Primero necesitaba construir su base de poder: alianzas, quizás incluso un gremio, hasta que se sintiera lo suficientemente confiado para manejar las consecuencias de que su identidad fuera expuesta.
Revelar su estatus atraería la atención no solo de los Lobos Sombríos, sino también de innumerables otras facciones e individuos poderosos. El título de Campeón Divino tenía un peso inmenso en el mundo. La gente podría verlo como una amenaza o, peor aún, como una herramienta para ser controlada. Lo último que necesitaba era quedar atrapado en una lucha política y de poder que pudiera alejarlo de su propio camino.
Además, ser subestimado tenía sus propias ventajas. Cuando otros lo menospreciaban, se volvían descuidados, creyendo que tenían la ventaja. Roto podía explotar esa arrogancia, volviéndola contra ellos cuando menos lo esperaban. Al final, la arrogancia era una espada que a menudo cortaba en ambas direcciones, y Roto estaba más que dispuesto a dejar que funcionara a su favor.
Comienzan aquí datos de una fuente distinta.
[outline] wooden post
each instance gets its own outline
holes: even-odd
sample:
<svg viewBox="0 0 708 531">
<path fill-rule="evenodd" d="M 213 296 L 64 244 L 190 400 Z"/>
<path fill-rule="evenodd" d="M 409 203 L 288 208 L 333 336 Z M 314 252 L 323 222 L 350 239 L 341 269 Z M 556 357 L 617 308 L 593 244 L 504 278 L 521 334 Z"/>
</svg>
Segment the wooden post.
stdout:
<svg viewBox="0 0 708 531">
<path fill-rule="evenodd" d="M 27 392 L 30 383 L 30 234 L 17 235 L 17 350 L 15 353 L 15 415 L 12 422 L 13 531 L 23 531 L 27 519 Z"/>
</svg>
Roto continuó defendiéndose de los implacables ataques del Demonio Sangriento, evitando cuidadosamente el uso de demasiadas de sus técnicas de Muay Thai, todavía buscando una manera de ganar la pelea sin revelar demasiado de su estilo de combate.
Sin que él lo supiera, Marlene y los demás observaban la pelea con intensa atención.
—¿Es este el luchador que dijiste que estaba en ascenso, Subaru? Este tipo no está a la altura de las expectativas.
Subaru respondió:
—¿Oh, en serio…? Escuché que ha estado invicto desde que comenzó en el 1er piso. Es decir, eso es lo que dice la gente. Ja ja ja.
—Pero se ve terrible. Solo está esquivando y parece un tonto recibiendo golpes de ese estúpido Demonio Sangriento.
—Aun así, ¿por qué sus movimientos me parecen tan familiares…? Como… algo que he visto antes —comentó otro miembro, entrecerrando los ojos.
—¿Qué quieres decir? ¿Como movimientos de Muay Thai? —preguntó alguien más.
—¿Podría ser un jugador? ¿Tal vez por eso está ocultando su identidad?
Al escuchar esta pregunta, todos comenzaron a discutirlo más seriamente.
—Este imbécil solo comenzó a participar en esta torre hace aproximadamente una semana, ¿verdad? Y ha estado ganando a lo grande, incluso con un nivel tan bajo.
—Sí, debe ser un luchador profesional. Probablemente en el mundo real. Esa es la explicación más lógica de cómo está ganando contra estos demonios tontos a pesar de su bajo nivel —agregó otro.
—Espera —intervino alguien más—, ¿podría ser el que se infiltró en nuestra expedición?
—Pero no, ¿un jugador de nivel 130? ¿No sería un insulto para nosotros si alguien de nivel tan bajo realmente se infiltrara sin que nos diéramos cuenta?
—Aun así, maldita sea, claramente se está conteniendo. Estoy empezando a pensar que es porque se ha dado cuenta de que estamos aquí —reflexionó otro.
Subaru se rió.
—Jajaja, vamos, chicos. ¿No están siendo un poco dramáticos? Dudo que el asesino del que hemos estado hablando fuera tan descuidado como para exponer su identidad en público de esta manera.
—Si es cierto, sin embargo —murmuró otro—, entonces este tipo es el que nos robó a Infernak. Nos debe mucho.
—¿Qué piensas, Marlene? —preguntó uno de ellos, volviéndose hacia ella.
Marlene simplemente sonrió mientras observaba la pelea.
—Veamos —dijo—. ¿Perderá, o revelará quién es realmente?